Formic acid is named after ants (Formica) because it was originally distilled from ants. I don't like to think too much about what was involved in that process. If you get enough ants in one place there is often a faint smell of formic acid, which is almost like the smell of vinegar but somehow even sharper. Certain species of ants use formic acid as a weapon, shooting it at their enemies from specially adapted glands. It is also found in the needles of stinging nettles, along with various other irritating compounds.

My other favourite thing about formic acid is that it is the simplest possible organic acid: literally just a carboxyl group plus a hydrogen, CHOOH.

7. Glycine

aka 2-aminoethanoic acid 

Glycine is the simplest stable amino acid. Remember how carboxylic acids all have a carboxyl functional group? Well, amino acids have those and amine groups, which are usually a nitrogen and two hydrogens. Amine groups are basic, meaning that they can take up a hydrogen ion, which has the mildly disorienting effect of meaning that amino acids are also alkalis: they are amphoteric, and which one they act as depends mainly on the pH of the solution they are in.

I appreciate glycine for its relative simplicity, and for the fact that it's the only amino acid found in nature that is not chiral. That is to say that glycine is an exact mirror image of itself, unlike all the other amino acids used in making proteins. Chirality is also known as 'handedness' - like our hands, two molecules can be exactly the same except that one is reversed. If you somehow passed through four-dimensional space and came back as a mirror image of yourself, you wouldn't be able to eat Earth food because all of our proteins and carbohydrates are chiral. You could still digest glycine, though, and fat.

8. Glutamic acid

aka glutamate

My other favourite amino acid has a propanoic acid side-chain, so it's another polyprotic acid. That's not why I like it, though. I like it mainly because it's umami: it tastes kind of savoury. It's famous in the form of its sodium salt, monosodium glutamate, which is added to foods to make them tastier. It is widely believed to be bad for you, and to set off unpleasant reactions in a lot of people, but this seems to be almost entirely untrue; it is probably no worse for you than table salt, although some people may have bad reactions.

We probably evolved to taste and enjoy glutamic acid and its salts because it is associated with protein in food. Cooked meat is often rich in it, and so are many products made by fermenting protein-rich food: soy sauce, Marmite and so on. Other umami foods include celery, mushrooms and especially seaweed. 

Interestingly, glutamate is also a neurotransmitter - in fact, it is the main excitatory neurotransmitter in vertebrates. This means that when one neuron releases it, it encourages other neurons to fire.

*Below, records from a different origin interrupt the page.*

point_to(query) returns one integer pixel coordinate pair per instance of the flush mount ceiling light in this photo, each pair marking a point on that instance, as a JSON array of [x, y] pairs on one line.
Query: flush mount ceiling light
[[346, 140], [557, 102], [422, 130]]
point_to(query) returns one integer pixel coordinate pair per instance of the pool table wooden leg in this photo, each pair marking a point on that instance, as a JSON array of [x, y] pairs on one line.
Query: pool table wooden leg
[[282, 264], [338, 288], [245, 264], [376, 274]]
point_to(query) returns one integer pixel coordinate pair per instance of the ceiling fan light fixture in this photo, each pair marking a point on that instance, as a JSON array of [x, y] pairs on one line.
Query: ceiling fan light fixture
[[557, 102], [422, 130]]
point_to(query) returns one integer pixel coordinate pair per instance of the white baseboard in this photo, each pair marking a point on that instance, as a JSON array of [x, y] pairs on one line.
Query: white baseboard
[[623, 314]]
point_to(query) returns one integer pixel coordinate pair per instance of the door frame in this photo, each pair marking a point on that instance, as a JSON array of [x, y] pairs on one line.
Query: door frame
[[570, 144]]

9. Goat acids: capric, caprylic and caproic acid

aka decanoic, octanoic and hexanoic acid

I just love that there are three different carboxylic acids all named after goats.

You know how goat's milk and goat's cheese smell distinctly different from cow's milk? Well, that's mostly down to the abundance of these carboxylic acids. They all smell goaty in different ways.

I don't really drink milk any more, but I used to occasionally buy some goat's milk, because I like that goaty flavour, and because in my experience goats refuse to take any crap from anyone.


 There are many other acids I could have talked about here, but I suppose I had better stop somewhere.